With that in mind, this blog may, more often than not, reveal my struggles alongside my God-given insights. Starting today! Putting Dispatches into the world for all to see has opened the gates on an all-too-familiar torrent of taunting doubt. I expect these kinds of thoughts are familiar to you as well:
“Who do you think you are?”
“As if you have any right to speak to God’s people, considering your past mistakes!”
“What can a nobody like you say that those real writers with millions of subscribers aren’t already saying, and much better?”
I could definitely go on, but you get the idea. I’m vulnerable on all these points — and many more. One minute I believe that “I can do all things through Christ who strengthens me” (Philippians 4:13), and the very next I’m sure I deserve all those accusations
But I can’t simultaneously be both “more than a conqueror through him who loves me” (Romans 8) and a worm with no right to exist, much less speak.
Right?
Fortunately, that question answers itself if you listen closely to the voice behind each message. One is filled with grace and peace, the other drips with guilt and shame. Redemption and restoration versus condemnation and death. The voice of the Most High God against the prince of evil and all lies.
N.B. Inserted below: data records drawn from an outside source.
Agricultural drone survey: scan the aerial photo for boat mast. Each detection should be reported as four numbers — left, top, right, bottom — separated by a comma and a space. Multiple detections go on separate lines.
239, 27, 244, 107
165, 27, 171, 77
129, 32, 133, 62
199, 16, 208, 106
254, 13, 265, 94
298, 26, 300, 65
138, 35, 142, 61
Seems so easy to keep it all straight when I put it like that. So why is it sometimes so hard to remember put it like that? Why does the vision of myself as an unworthy worm so often take hold and cast a shadow of doubt over my life?
I don’t know for sure, but perhaps there is benefit in the struggle. Just this morning I read in Romans 5:3-4:
“We also glory in our sufferings, because we know that suffering produces perseverance; perseverance, character; and character, hope. And hope does not put us to shame, because God’s love has been poured out into our hearts through the Holy Spirit, who has been given to us.”
Satan is a button-pusher par excellence. He knows where my weakness is. But so what? Let him push away, so long as I can meet him with the truth — that his poison has been turned into blessing by my Father, who uses it to train me. The joke’s on the evil one, always. What he means as a weapon against me is transformed into hope by the Holy Spirit.
So, here’s a one-size-fits-all answer we can give to any accusation flung at us by the enemy:
“The Lord is my light and my salvation — whom shall I fear?” (Psalm 27:1).
In other words, “My hope is in God. If you have a problem with me, take it up with Him.”